When I got home that day, I told my wife I didn’t think the school was going to work. She had the same feeling and although distressed that O wasn’t fitting in at this school, almost seemed relieved that I had independently arrived at the same conclusion. We had talked about how the teachers seemed distant and unwelcoming. We had noticed the sudden introduction of imaginary friends that seemed to consume much of her time. The sleeping in. The procrastination when it as time to get ready for school. What I’d seen earlier that day tied it all together and confirmed our worst fears.
It didn’t help my state of mind to reflect that O was the only non-white student in the class. Whether or not that was related to her treatment at the school, I couldn’t risk her internalizing that her difference was the reason for being treated less than. One thing I know now (and wished I’d realized in my youth) is that a healthy psyche is far more important than school prestige and academic rigor.
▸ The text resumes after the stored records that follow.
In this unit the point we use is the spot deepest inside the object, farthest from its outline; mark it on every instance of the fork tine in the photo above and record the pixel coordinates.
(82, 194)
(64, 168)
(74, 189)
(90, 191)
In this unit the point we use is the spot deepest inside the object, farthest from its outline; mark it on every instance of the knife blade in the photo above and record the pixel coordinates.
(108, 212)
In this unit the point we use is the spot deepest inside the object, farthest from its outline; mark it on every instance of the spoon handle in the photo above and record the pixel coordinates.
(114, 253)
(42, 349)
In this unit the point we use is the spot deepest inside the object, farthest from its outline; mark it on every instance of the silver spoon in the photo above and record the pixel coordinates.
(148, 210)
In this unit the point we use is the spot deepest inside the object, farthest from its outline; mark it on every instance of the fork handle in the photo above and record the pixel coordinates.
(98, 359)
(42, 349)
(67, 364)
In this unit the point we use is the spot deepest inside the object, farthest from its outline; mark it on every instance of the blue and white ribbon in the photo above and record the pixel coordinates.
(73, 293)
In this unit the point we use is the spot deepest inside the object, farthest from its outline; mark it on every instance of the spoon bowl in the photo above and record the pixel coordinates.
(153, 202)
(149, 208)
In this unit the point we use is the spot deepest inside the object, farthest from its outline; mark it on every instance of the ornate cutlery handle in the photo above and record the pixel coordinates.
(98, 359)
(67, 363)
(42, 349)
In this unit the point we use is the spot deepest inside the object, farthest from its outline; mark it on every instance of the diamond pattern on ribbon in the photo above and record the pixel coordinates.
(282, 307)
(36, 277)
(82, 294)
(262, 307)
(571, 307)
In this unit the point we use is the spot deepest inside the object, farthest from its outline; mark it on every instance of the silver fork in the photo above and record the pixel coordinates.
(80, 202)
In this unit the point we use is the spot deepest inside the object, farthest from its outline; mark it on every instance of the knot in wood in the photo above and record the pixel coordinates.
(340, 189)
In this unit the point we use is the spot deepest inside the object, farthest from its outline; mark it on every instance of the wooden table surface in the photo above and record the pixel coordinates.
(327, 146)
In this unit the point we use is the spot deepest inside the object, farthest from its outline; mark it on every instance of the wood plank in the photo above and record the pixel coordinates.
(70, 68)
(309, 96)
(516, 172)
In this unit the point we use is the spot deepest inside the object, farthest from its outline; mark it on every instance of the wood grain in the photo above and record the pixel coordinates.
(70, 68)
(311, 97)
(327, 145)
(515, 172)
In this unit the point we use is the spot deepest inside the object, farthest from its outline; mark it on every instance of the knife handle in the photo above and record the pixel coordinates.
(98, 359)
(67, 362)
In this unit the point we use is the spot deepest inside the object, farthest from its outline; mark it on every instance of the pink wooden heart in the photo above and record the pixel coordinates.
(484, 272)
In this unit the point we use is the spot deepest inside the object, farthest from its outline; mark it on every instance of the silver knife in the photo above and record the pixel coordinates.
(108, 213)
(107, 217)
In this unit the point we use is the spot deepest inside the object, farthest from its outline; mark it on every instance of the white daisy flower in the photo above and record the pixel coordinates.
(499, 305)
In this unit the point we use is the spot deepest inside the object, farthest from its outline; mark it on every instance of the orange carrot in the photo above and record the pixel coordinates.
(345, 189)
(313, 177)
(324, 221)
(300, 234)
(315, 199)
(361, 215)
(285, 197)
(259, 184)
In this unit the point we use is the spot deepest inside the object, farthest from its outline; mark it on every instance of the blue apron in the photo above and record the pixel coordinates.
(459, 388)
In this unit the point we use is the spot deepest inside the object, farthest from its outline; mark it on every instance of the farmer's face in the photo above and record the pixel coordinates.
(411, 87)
And I care A LOT about academic rigor, but it’s not the altar on which I’ll sacrifice my daughter’s confidence and self-esteem.
The decision was made at that point. I dropped O off every other day that week. Stayed and watched just to make sure that first day wasn’t a fluke. It wasn’t and the search for a new school began. About a month ago, we found a new preschool. It’s clear on the other side of the town in a neighborhood that’s rarely visited by the families at the old school, A.K.A, The Sunken Place. No one asks what neighborhood we’re from. There is an arts-based curriculum. The teachers exhibit love, care, and concern. O has made some great new friends and the imaginary ones have mostly exited stage left. She has a bounce in her step on the way to school and we have peace of mind on the way to work. There’s never been better confirmation of my evolving approach to life and parenthood.